Polizeieinsatz bei Versammlungen in Nürnberg: Flaschen und Eier fliegen

(Symbolbild)

Am Donnerstag fanden im Nürnberger Stadtteil Gostenhof zwei politische Versammlungen statt, die zu einem größeren Polizeieinsatz führten. Gegendemonstranten warfen Flaschen und Eier auf Teilnehmer und Polizistinnen und Polizisten.

Die Kundgebung mit dem Titel „Staatlich geförderten Terror – Antifa verbieten!“ fand ab 16:00 Uhr am Jamnitzerplatz statt. An der stationären Versammlung nahmen 15 Personen teil.

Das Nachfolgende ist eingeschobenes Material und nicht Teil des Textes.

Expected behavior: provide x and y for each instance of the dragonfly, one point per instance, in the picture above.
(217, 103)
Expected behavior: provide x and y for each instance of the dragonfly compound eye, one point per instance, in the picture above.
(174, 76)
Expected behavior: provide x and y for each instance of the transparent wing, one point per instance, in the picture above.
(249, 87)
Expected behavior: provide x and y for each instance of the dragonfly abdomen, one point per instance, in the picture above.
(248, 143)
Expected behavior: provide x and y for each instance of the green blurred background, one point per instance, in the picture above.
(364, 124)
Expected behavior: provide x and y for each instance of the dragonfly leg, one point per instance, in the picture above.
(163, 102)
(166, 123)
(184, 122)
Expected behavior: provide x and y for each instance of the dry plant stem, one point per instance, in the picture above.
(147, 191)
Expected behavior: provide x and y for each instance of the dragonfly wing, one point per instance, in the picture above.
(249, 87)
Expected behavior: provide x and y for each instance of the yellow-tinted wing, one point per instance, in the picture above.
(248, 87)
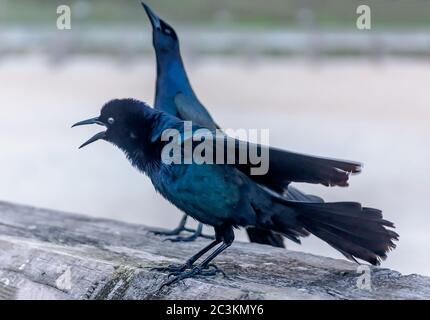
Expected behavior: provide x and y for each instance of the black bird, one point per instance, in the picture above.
(175, 95)
(223, 196)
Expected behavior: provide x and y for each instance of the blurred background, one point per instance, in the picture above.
(299, 68)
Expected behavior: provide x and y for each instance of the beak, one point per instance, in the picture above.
(155, 20)
(89, 121)
(98, 136)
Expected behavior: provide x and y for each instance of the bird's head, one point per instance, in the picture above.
(165, 39)
(127, 123)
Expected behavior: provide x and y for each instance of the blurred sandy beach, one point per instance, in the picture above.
(376, 112)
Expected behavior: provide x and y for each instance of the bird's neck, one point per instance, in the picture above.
(171, 79)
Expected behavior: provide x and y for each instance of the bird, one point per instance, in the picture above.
(175, 95)
(223, 196)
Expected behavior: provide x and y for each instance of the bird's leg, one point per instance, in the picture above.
(202, 268)
(197, 233)
(177, 230)
(189, 263)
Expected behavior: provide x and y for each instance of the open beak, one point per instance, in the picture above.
(155, 20)
(98, 136)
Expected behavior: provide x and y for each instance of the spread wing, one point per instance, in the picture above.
(284, 166)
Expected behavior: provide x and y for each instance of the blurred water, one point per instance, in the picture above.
(353, 109)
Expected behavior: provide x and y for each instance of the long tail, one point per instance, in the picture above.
(357, 232)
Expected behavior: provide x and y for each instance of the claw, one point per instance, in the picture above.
(172, 268)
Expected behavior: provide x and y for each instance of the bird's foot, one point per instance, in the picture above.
(198, 271)
(173, 232)
(173, 268)
(190, 238)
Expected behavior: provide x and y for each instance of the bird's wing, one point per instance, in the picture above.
(192, 110)
(284, 166)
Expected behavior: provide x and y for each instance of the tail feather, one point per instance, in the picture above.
(357, 232)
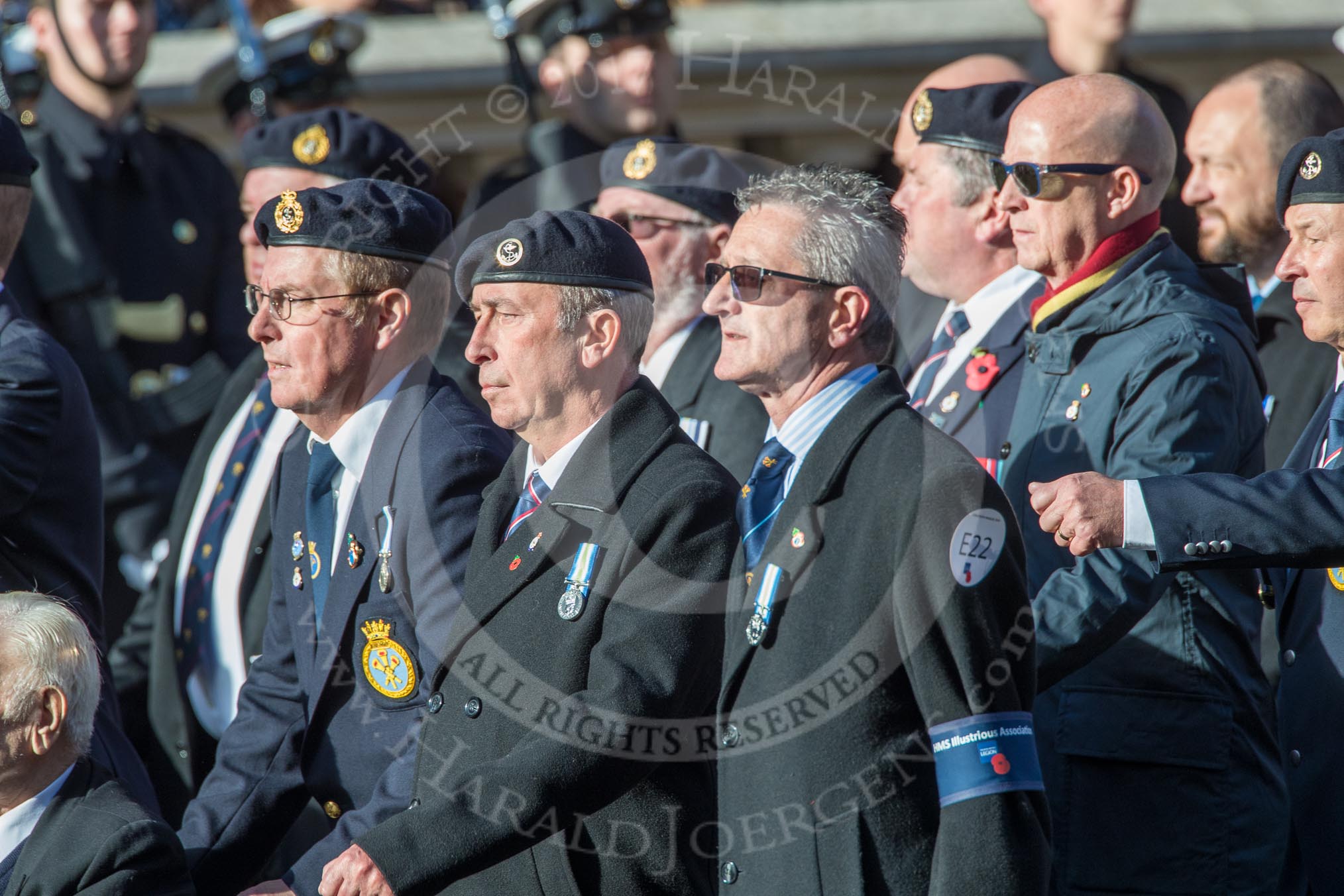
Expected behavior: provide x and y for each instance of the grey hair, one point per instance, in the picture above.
(53, 649)
(635, 311)
(971, 175)
(851, 235)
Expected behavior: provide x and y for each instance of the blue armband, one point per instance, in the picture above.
(987, 754)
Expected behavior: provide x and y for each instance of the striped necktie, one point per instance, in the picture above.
(196, 644)
(529, 502)
(924, 378)
(761, 499)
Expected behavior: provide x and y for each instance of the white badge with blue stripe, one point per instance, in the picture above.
(698, 430)
(759, 622)
(579, 582)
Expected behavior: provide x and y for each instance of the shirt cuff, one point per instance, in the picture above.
(1139, 527)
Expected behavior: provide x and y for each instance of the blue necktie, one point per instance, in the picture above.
(532, 499)
(320, 520)
(1335, 431)
(956, 325)
(194, 641)
(761, 499)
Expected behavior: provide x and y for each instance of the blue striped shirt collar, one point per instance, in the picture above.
(808, 422)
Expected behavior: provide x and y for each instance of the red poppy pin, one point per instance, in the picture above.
(981, 371)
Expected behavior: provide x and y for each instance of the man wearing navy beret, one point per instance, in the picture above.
(178, 711)
(374, 503)
(1281, 519)
(960, 249)
(677, 201)
(565, 753)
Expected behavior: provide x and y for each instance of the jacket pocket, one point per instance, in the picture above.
(1144, 779)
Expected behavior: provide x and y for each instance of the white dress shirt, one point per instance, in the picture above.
(811, 420)
(664, 357)
(351, 445)
(1139, 526)
(17, 824)
(213, 688)
(983, 311)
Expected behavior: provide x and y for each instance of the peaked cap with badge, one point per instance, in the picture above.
(332, 141)
(368, 217)
(972, 117)
(1312, 172)
(699, 178)
(551, 21)
(562, 247)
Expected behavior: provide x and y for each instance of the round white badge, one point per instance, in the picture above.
(976, 545)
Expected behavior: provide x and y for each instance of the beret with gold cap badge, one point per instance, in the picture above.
(562, 247)
(1312, 172)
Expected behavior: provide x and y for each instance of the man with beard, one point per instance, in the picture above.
(677, 201)
(1237, 139)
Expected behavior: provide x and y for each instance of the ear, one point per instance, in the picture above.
(392, 311)
(850, 311)
(1123, 192)
(715, 239)
(50, 722)
(600, 339)
(991, 221)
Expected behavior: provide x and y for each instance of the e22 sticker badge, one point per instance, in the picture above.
(976, 545)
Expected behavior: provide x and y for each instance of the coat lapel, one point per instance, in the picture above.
(694, 363)
(796, 536)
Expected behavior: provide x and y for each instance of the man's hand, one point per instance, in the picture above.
(269, 888)
(354, 873)
(1085, 511)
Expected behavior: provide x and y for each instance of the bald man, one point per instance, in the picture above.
(1154, 718)
(920, 311)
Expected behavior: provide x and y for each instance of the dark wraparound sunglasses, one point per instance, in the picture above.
(746, 280)
(281, 303)
(1034, 179)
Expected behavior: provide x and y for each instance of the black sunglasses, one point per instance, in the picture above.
(746, 280)
(1034, 180)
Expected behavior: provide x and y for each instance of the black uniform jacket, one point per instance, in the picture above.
(94, 840)
(826, 774)
(561, 754)
(154, 702)
(1299, 372)
(317, 716)
(725, 421)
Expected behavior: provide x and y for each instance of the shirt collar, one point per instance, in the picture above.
(554, 467)
(17, 824)
(353, 442)
(805, 425)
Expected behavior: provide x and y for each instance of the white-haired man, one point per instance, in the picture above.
(66, 825)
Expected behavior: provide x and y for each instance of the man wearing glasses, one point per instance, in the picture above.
(374, 506)
(1152, 706)
(874, 726)
(677, 201)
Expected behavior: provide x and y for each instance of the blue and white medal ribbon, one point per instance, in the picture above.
(759, 622)
(385, 554)
(579, 582)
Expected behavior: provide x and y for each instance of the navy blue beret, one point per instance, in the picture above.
(554, 19)
(699, 178)
(562, 247)
(332, 141)
(1312, 172)
(968, 117)
(17, 163)
(370, 217)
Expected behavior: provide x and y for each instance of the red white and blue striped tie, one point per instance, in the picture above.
(529, 502)
(924, 378)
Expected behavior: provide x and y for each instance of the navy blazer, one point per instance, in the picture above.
(311, 720)
(52, 503)
(1265, 514)
(976, 409)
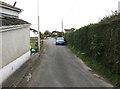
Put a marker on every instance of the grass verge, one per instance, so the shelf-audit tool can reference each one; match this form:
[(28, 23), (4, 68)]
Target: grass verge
[(97, 67)]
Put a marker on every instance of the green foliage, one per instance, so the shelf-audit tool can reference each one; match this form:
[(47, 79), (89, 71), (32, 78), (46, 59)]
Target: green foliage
[(101, 42)]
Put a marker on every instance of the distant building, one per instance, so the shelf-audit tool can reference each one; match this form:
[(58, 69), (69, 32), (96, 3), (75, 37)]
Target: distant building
[(57, 33), (119, 7), (69, 30), (14, 40)]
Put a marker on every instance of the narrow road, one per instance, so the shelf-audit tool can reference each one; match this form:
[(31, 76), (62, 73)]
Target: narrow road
[(59, 67)]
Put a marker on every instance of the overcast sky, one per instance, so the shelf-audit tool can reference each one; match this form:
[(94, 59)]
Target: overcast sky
[(75, 13)]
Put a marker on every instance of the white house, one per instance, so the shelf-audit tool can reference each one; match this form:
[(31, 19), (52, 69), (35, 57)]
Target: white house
[(119, 7), (14, 40)]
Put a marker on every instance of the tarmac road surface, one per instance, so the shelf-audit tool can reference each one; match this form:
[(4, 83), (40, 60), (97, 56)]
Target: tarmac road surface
[(59, 67)]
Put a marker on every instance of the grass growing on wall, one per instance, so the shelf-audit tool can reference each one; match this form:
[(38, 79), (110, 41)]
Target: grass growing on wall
[(101, 44)]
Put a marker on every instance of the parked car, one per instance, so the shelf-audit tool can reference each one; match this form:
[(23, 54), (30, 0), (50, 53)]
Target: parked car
[(60, 40)]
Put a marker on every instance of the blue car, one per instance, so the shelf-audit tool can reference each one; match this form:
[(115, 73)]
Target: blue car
[(60, 40)]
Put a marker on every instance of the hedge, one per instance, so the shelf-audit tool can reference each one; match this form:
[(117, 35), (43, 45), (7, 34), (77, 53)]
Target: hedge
[(99, 41)]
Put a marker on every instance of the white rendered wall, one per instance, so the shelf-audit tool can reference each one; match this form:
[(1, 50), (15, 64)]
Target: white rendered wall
[(7, 70), (15, 42)]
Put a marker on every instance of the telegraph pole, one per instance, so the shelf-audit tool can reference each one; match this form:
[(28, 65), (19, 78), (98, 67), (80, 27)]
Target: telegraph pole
[(62, 25), (38, 29)]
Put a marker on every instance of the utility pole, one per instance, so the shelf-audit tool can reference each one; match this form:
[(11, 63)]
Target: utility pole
[(38, 29), (62, 25)]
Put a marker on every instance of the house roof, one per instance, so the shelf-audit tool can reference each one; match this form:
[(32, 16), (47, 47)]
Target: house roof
[(7, 21), (8, 6)]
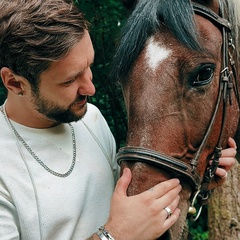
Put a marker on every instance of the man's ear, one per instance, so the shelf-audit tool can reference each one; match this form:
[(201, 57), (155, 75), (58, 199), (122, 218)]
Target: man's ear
[(12, 82)]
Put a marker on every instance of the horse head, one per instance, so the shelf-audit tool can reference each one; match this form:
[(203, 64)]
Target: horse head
[(177, 62)]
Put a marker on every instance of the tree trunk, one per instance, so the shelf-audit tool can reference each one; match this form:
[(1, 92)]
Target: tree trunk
[(224, 209)]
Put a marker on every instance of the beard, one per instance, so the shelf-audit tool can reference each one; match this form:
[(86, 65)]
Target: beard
[(57, 113)]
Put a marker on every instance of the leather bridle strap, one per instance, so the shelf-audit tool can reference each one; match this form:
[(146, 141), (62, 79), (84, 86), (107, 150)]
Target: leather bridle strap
[(138, 154)]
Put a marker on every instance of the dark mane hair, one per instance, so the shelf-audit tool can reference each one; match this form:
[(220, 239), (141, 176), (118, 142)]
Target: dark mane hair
[(147, 18)]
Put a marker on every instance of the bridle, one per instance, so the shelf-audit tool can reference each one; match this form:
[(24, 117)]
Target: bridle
[(228, 82)]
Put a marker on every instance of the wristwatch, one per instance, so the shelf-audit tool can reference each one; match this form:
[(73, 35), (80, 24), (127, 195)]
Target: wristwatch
[(103, 234)]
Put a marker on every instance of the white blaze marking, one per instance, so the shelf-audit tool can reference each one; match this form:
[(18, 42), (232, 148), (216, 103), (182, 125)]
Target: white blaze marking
[(155, 54)]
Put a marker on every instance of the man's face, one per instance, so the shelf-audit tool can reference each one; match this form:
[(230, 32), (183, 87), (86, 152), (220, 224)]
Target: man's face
[(64, 87)]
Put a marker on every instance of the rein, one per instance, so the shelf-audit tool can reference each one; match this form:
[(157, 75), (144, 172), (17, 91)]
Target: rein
[(228, 80)]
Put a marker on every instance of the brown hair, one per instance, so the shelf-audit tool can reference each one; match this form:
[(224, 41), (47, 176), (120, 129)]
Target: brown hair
[(34, 33)]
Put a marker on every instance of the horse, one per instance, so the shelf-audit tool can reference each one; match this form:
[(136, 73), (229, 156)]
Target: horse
[(177, 63)]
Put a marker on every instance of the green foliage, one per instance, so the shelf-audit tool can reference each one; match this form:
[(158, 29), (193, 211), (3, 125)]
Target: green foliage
[(199, 229), (106, 18), (3, 93)]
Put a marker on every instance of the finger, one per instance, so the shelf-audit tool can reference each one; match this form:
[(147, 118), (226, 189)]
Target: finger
[(232, 143), (123, 182), (220, 172), (170, 208), (171, 220), (229, 152)]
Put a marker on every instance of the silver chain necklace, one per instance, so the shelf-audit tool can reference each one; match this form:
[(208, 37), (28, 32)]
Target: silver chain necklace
[(63, 175)]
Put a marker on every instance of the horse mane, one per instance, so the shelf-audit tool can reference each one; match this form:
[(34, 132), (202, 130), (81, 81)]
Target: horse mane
[(147, 18)]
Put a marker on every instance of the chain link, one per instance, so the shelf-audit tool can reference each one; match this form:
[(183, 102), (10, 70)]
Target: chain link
[(63, 175)]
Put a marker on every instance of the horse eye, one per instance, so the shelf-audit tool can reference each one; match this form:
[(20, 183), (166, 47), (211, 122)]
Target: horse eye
[(204, 76)]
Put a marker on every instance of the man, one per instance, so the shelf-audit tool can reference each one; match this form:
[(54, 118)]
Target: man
[(57, 163)]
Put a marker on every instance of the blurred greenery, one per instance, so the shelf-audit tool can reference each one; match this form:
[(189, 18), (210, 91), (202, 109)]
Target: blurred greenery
[(106, 18)]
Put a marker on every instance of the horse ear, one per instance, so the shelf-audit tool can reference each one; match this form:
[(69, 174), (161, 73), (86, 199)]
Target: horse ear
[(129, 4)]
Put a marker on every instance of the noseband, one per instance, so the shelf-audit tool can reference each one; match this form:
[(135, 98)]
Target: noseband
[(228, 81)]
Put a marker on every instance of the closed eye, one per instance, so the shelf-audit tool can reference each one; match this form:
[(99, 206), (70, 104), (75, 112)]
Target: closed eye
[(69, 82), (203, 75)]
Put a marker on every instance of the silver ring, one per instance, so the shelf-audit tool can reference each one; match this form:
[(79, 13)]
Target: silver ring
[(169, 212), (225, 176)]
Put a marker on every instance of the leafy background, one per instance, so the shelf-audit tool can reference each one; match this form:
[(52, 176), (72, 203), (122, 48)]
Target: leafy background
[(106, 18)]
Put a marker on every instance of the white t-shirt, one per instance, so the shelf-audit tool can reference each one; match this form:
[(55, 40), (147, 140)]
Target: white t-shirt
[(35, 204)]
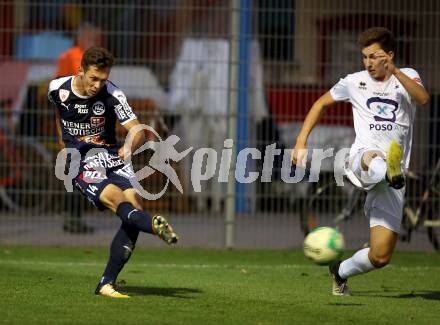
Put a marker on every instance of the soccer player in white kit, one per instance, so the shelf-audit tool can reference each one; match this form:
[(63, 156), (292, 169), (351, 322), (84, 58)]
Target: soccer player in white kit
[(384, 100)]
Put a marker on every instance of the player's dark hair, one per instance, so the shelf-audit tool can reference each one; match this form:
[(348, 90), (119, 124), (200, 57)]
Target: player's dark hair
[(97, 56), (379, 35)]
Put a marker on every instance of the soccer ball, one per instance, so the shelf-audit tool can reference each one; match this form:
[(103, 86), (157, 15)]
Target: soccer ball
[(324, 245)]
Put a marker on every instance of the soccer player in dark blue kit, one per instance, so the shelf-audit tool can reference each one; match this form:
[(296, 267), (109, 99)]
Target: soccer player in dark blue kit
[(87, 108)]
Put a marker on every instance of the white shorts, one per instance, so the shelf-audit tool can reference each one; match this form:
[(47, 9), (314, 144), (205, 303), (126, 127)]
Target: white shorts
[(384, 204)]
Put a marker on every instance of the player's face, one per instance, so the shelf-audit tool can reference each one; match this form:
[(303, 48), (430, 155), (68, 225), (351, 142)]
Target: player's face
[(372, 64), (94, 79)]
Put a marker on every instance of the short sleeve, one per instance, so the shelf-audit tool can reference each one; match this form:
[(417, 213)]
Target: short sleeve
[(339, 91), (413, 74)]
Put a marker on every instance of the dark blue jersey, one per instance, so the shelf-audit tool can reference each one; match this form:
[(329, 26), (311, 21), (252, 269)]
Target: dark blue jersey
[(89, 122)]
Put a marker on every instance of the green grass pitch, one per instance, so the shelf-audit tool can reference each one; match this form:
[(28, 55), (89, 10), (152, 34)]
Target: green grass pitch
[(42, 285)]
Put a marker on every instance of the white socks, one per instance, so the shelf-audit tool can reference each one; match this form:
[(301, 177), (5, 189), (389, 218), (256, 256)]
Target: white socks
[(357, 264), (377, 169)]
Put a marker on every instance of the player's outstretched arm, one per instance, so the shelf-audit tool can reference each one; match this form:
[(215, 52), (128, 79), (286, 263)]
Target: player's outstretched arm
[(414, 88), (138, 140), (299, 152), (417, 92)]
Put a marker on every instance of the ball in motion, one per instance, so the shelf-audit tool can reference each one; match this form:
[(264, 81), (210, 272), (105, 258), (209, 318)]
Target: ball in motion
[(324, 245)]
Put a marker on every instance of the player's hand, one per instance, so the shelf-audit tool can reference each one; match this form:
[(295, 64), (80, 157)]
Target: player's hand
[(299, 155), (386, 60), (124, 153)]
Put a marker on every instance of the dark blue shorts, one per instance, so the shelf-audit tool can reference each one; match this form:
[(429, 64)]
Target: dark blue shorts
[(96, 173)]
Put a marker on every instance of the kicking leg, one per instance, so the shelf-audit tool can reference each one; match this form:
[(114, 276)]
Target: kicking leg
[(160, 225), (382, 244), (121, 249)]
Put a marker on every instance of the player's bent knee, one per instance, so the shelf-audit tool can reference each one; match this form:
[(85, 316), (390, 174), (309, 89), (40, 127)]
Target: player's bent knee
[(112, 196), (128, 249)]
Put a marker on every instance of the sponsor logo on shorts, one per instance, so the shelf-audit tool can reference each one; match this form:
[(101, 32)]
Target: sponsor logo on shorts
[(64, 94), (92, 176)]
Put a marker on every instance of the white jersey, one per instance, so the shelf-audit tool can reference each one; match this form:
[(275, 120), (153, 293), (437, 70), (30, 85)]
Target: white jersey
[(382, 110)]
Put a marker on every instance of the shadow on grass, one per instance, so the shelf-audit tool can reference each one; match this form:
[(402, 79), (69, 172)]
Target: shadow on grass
[(424, 294), (339, 304), (166, 292)]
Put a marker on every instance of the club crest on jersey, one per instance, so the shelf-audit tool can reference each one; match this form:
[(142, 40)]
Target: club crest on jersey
[(362, 85), (384, 108), (98, 108), (97, 121), (64, 94)]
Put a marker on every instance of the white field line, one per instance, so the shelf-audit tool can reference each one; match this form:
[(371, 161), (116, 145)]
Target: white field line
[(204, 266)]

Ab 15:00 Uhr sammelten sich in unmittelbarer Nähe mehrere Gegendemonstranten zu einer Spontanversammlung. In der Spitze nahmen rund 250 Personen an der Kundgebung teil.

Die Polizei setzte Sperrgitter ein, um einen ordnungsgemäßen Ablauf zu gewährleisten. Bereits vor Beginn der erstgenannten Versammlung versuchten Teilnehmer des Gegenprotests, auf die mit Sperrgittern abgetrennte Fläche am Jamnitzerplatz zu gelangen. Um dies zu verhindern, mussten die Polizistinnen und Polizisten hierbei vereinzelt unmittelbaren Zwang anwenden.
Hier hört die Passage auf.